Justin Swift

No. 89, 88
- Position: Tight end

Personal information
- Born: August 14, 1975 (age 50) Kansas City, Kansas, U.S.
- Listed height: 6 ft 3 in (1.91 m)
- Listed weight: 265 lb (120 kg)

Career information
- High school: Blue Valley (Stilwell, Kansas)
- College: Kansas State (1994–1998)
- NFL draft: 1999: 7th round, 238th overall pick

Career history
- Denver Broncos (1999)*; Philadelphia Eagles (1999); Denver Broncos (1999)*; San Francisco 49ers (1999–2002); → Frankfurt Galaxy (2000); Houston Texans (2003)*; Atlanta Falcons (2004)*; Detroit Lions (2005)*;
- * Offseason or practice squad member only
- Stats at Pro Football Reference

= Justin Swift =

American football player (born 1975)

Justin Charles Swift (born August 14, 1975) is an American former professional football tight end who played four seasons in the National Football League (NFL) with the San Francisco 49ers and Philadelphia Eagles. He was selected by the Denver Broncos in the seventh round of the 1999 NFL draft after playing college football at Kansas State University. Swift also played for the Frankfurt Galaxy of NFL Europe.

==Early life and college==
Justin Charles Swift was born on August 14, 1975, in Kansas City, Kansas. He attended Blue Valley High School in Stilwell, Kansas.

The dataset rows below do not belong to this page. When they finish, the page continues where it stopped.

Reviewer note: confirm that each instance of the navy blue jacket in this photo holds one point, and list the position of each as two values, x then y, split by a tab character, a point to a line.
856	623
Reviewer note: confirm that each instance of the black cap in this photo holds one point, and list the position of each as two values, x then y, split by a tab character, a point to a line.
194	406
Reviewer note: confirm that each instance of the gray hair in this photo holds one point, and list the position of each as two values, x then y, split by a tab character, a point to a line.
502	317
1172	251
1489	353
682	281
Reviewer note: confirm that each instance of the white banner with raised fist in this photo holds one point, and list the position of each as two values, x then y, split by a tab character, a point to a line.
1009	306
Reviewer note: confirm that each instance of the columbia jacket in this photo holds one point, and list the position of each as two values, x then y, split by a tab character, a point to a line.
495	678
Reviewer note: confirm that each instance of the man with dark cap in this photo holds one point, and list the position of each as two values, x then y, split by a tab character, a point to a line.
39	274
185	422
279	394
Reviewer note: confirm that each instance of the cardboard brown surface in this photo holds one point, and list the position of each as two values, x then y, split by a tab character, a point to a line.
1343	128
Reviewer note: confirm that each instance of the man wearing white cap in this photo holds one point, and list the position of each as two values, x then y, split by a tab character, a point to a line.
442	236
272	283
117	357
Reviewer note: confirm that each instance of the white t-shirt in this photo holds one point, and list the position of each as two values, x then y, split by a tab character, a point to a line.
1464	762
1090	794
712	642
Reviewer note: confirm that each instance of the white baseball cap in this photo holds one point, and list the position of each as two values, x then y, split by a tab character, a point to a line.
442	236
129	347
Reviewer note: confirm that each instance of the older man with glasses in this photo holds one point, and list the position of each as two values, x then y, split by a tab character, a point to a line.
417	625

Swift played college football for the Kansas State Wildcats of Kansas State University. He was redshirted in 1994 and was a four-year letterman from 1995 to 1998. He caught one pass for 25 yards in 1995, five passes for 63 yards in 1996, 13 passes for 267 yards and three touchdowns in 1997, and 23 passes for 342 yards and three touchdowns in 1998.

==Professional career==
Swift was selected by the Denver Broncos in the seventh round, with the 238th overall pick, of the 1999 NFL draft. He officially signed with the team on July 20. He was released on August 27, 1999.

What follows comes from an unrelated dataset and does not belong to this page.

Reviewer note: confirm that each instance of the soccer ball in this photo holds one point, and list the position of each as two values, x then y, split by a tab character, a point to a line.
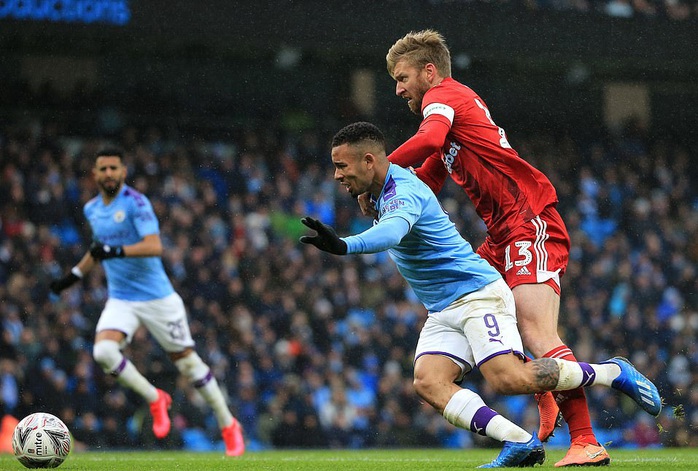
41	440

Swift signed with the Philadelphia Eagles on September 14, 1999, and played in one game for the team before being released on September 28, 1999.

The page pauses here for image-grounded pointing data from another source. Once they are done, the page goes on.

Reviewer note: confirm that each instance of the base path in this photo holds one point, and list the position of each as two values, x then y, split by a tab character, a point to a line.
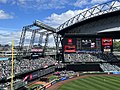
57	85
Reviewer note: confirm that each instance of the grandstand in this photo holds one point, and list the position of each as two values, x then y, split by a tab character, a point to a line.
85	47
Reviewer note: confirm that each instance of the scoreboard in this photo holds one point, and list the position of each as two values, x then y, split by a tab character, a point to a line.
76	45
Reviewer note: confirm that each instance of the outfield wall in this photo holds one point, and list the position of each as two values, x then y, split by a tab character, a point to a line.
83	67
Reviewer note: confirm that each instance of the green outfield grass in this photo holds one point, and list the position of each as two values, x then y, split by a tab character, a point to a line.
93	83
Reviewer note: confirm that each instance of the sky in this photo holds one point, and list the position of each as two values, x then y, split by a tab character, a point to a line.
14	14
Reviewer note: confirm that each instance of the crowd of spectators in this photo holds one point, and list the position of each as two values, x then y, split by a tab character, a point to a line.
24	65
17	83
108	67
89	57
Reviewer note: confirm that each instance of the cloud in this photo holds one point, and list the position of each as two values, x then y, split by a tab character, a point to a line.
80	3
4	15
41	4
88	3
3	1
56	19
98	1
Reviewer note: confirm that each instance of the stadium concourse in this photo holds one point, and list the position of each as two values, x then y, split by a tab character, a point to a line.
87	46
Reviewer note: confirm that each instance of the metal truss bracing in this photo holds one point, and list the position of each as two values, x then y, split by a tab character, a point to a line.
40	39
42	29
44	26
46	42
101	9
22	38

He was signed to the Broncos' practice squad on October 19, 1999, and was released on November 2, 1999.

Swift was signed to the San Francisco 49ers' practice squad on November 15, 1999. He became a free agent after the season and re-signed with the 49ers. He was allocated to NFL Europe in 2000 to play for the Frankfurt Galaxy. He played in all ten games for the Galaxy during the 2000 NFL Europe season, catching 27	passes for 260 yards and two touchdowns. He appeared in all 16 games, starting one, for the 49ers during the 2000 NFL season, catching one pass for eight yards on three targets. Swift played in all 16 games for the second consecutive season, starting two, in 2001, recording 11 receptions for 66 yards and one touchdown on 11 targets. He also made two solo tackles. He appeared in one playoff game that year as well. Swift became a free agent after the 2001 season and re-signed with the 49ers on March 17, 2002. He played in all 16 games for the third straight year, starting four, in 2002, totaling 10 receptions for 63 yards on 15 targets, and one solo tackle. He also played in two playoff games that year and became a free agent after the season.

Swift signed with the Houston Texans on June 2, 2003. He was released on August 31, 2003.

He was signed by the Atlanta Falcons on June 30, 2004, but was later released on September 6, 2004.

Swift signed with the Detroit Lions on August 9, 2005, and was released shortly afterward on August 30, 2005.